Probation officer’s report cannot be used as a substitute for evidence


The present eviction application was launched in terms of section 9 of Extension of Security of Tenure Act (ESTA) on the basis that the statutory requirements in terms of section 8 of ESTA were complied with. The Appellant argued that it intended to operate a cattle farming business and was losing substantial amounts of money due the continued occupation of the Respondents. Mr. Roux however, maintained that the respondents were in legal occupation of the land by virtue of their indigenous title to the land based on the ‘Gonas Customary & Indigenous Law System’ and that the members of Deneys gave them ‘permission to look after the farm’ and ‘paid’ for the farm.

The Land Claims Court (LCC) held that the Respondents did not fall within the purview of ESTA because it was not an occupier as defined. This was on the basis it was conducting commercial farming on the land. The LCC’s decision was based solely on the statement in the probation officer’s report which held that, ‘during the 7 years residing on the farm [Mr Roux] has also indicated that he has been farming with livestock which consist of 200 pigs and 18 cattle’. The LCC, therefore, found that a commercial enterprise was being conducted and that the respondents were therefore excluded from the definition of occupier in terms of ESTA.

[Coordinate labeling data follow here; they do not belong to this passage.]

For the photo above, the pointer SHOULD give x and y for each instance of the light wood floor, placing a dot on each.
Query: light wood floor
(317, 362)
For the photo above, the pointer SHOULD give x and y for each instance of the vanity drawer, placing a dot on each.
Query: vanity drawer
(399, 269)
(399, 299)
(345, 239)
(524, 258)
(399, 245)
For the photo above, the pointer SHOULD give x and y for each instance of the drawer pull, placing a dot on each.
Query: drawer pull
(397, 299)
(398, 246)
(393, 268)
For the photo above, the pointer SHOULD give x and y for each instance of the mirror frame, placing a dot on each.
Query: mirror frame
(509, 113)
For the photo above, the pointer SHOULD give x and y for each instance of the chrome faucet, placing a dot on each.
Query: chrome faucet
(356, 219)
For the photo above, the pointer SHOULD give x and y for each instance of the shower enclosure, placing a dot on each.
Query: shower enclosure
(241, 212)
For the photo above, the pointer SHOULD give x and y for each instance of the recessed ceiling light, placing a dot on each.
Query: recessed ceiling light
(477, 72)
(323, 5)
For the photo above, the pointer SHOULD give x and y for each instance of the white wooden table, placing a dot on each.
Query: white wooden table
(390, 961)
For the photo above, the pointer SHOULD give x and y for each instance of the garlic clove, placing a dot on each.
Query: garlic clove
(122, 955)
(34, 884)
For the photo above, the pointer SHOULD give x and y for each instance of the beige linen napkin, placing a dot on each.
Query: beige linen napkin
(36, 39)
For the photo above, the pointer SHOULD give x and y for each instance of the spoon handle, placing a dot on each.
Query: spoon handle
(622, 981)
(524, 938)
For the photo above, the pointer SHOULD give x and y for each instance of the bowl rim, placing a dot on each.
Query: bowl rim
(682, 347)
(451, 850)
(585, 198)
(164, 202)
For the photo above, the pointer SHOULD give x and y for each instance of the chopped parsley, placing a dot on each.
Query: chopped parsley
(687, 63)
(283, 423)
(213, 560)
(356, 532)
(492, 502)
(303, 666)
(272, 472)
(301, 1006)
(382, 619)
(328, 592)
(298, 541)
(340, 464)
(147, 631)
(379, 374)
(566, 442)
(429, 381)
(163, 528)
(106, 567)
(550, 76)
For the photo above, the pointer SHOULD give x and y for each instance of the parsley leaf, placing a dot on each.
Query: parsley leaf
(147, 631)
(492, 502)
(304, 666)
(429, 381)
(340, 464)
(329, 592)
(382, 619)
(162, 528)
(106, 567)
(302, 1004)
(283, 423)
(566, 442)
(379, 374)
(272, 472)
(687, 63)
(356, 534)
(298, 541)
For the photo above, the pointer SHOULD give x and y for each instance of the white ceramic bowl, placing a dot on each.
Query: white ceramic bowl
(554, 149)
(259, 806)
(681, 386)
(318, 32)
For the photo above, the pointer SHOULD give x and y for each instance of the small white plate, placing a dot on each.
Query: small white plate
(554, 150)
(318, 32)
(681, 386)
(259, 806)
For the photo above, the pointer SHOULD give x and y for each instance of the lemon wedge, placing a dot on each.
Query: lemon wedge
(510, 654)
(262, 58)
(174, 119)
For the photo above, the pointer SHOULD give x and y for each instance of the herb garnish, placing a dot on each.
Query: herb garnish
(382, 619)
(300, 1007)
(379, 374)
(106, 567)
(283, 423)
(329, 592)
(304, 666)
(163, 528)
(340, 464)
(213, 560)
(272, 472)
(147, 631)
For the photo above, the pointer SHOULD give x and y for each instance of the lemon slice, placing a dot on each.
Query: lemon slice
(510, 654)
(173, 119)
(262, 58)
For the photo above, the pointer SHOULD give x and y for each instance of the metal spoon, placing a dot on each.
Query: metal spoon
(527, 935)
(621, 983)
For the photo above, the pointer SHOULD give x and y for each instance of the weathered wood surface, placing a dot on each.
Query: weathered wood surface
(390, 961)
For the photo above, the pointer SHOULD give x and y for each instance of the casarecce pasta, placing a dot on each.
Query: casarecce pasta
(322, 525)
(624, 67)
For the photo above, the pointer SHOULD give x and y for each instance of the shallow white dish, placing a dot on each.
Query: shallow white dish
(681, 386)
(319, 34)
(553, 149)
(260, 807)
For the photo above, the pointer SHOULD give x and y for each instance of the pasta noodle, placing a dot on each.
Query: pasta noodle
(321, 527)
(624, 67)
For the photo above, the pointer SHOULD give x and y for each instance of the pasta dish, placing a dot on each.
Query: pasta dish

The probation officer’s report cannot override the court’s discretion as to whether an eviction should be granted and it does not amount to evidence. The role of a probation officer’s report is to assist a court in determining whether an eviction is just and equitable. In any event, the probation officer’s report contained several inconsistencies and inaccuracies which did not support the LCC’s finding that a commercial enterprise was being conducted thus excluding the Respondents from the definition of occupier in terms of ESTA.

The probation officer’s report cannot be used as a substitute for evidence. It was incumbent upon the respondents to raise the issue that they did not fall within the definition of an occupier in terms of ESTA and to set out the reasons therefor. The LCC impermissibly took it upon itself to make a finding on an issue that was not in dispute between the parties without hearing either party on the issue. In doing so, the LCC erred in finding that the respondents were excluded from the definition of ‘occupier’ under Section 1 of ESTA and dismissing the application for eviction on this basis. Taking into consideration that the requirements of Section 115 of ESTA have been complied with, it is just and equitable to grant an order for eviction against Mr Roux and all those occupying through him. Supreme Court upheld the appeal.